Spicy lovers find local farm

A saucy Revelstoke business is now bringing its heat to the Similkameen.

Stoke the Fire, a homegrown hot sauce and pepper company, is picking up its stakes and moving to farmland in Cawston to put down new roots.

Owned and operated by partners in life and business, Stu Smith and Sarah "The Sauceress" Harper, the company has grown from a basic backyard garden operation into an urban farm and small batch sauce-bottling enterprise, picking up steam in recent years and seeing bottles at farmers markets and on retail shelves all over British Columbia.

"We've kind of hit our point where this thing has has gained quite a lot of momentum and we want to follow through with it and see it into the next chapter," Smith explained.

The couple grow all their own peppers for the sauces, and that has proved a challenge in Revelstoke.

"It's something that I've kind of mastered and been able to be quite successful with, but moving to a climate that is going to be more beneficial for us growing and a community that is more agriculturally-minded is kind of a big move for us too," Smith said.

That's where Cawston comes in.

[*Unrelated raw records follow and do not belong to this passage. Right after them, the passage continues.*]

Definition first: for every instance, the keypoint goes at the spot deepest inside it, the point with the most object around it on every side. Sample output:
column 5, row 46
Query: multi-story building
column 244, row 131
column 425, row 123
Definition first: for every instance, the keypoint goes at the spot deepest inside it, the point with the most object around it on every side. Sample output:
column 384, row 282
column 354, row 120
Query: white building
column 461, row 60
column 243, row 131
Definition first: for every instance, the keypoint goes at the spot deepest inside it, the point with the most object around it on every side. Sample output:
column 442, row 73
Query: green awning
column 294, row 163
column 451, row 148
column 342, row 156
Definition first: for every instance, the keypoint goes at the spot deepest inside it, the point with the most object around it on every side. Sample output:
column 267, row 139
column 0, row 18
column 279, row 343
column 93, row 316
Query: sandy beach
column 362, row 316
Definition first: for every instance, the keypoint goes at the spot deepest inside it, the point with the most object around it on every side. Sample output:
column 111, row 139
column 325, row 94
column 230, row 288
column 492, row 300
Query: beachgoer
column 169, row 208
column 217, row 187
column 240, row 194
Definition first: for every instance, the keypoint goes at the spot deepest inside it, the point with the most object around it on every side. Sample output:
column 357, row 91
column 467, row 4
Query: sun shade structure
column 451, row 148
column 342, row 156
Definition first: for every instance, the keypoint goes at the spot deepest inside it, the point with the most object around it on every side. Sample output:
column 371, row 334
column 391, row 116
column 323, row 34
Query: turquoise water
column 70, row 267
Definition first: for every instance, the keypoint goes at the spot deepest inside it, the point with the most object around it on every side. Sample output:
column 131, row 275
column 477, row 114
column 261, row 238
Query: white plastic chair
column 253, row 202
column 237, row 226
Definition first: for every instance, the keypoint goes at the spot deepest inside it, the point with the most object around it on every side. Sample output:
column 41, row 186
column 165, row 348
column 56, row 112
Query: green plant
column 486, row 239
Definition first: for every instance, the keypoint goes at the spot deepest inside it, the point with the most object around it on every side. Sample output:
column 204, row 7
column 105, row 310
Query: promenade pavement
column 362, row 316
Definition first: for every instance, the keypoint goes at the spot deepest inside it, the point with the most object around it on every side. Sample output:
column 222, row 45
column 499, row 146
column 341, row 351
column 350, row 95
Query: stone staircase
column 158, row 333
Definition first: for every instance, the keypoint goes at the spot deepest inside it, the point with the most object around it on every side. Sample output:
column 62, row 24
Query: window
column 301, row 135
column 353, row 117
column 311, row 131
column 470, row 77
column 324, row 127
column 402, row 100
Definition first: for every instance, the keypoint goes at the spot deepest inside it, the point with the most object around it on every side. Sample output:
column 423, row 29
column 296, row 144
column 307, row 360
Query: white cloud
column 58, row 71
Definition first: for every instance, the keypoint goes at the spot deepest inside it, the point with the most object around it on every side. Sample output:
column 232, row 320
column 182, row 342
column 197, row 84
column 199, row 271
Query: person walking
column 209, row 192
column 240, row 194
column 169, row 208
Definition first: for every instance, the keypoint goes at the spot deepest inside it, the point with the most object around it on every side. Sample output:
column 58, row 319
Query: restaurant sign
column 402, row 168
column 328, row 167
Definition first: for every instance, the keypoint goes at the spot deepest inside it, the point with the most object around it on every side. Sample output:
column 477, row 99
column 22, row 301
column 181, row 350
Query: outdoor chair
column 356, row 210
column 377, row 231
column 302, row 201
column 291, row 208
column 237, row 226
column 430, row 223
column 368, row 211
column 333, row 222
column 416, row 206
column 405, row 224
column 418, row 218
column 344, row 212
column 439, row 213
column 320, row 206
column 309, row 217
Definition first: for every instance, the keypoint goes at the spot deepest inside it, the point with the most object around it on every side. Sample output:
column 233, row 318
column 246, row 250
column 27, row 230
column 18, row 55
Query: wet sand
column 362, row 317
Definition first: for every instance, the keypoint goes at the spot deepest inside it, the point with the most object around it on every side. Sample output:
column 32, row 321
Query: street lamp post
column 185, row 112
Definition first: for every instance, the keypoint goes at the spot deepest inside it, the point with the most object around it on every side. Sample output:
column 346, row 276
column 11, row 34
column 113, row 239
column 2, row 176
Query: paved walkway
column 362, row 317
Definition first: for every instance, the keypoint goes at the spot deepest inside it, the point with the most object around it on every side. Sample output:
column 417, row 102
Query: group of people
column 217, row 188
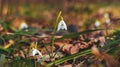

Smith and Harper looked all around the Okanagan and surrounding areas before falling in love with a seven-acre farm in the rural community near Keremeos.

They have already started moving in, preparing for spring planting and getting the greenhouse up and going, while their Revelstoke property is up for sale.

Smith describes himself as the farmer of the twosome, whereas he leaves the sauces up to Harper's creative mind. Their journey together in the business has been a leap of faith.

"It's been so much fun to see this thing grow," Smith said.

"I leaped off from a pretty stable career job that most people might be reluctant to move themselves away from, so I moved into this with the kind of thought that we would rather give it our shot and try it with all of our best efforts and risk failure opposed to 20 years down the road hearing that voice in the back of your brain 'Maybe we could have made it work.'"

The welcome in Cawston so far has been everything they hoped for. They have already made potential connections with other nearby agricultural businesses, and are looking forward to forging more.

That said, Revelstoke will always be special to the pair as the birthplace of their dream.

"On the labels it will say founded in Revelstoke and then grown and produced in Cawston, you know, so we're still retaining our roots of the business," Smith said.

And the bottles will still retain their signature logo — a hot pepper in love with a head of garlic, meant to represent Harper and Smith themselves.

"It's a spicy love story and it's one of those things that sounds dorky or cheesy but it's so easy to stand behind that because it's genuine and sincere," Smith said, adding he hears all the time from customers that they appreciate the story behind the sauces.

"It's been one of the most profound things I've ever done in my life, actually."

Stoke the Fire is working on getting up and running in Cawston and hopes to be able to welcome guests to the farm when they are operational, and in the meantime, they are still on shelves and online.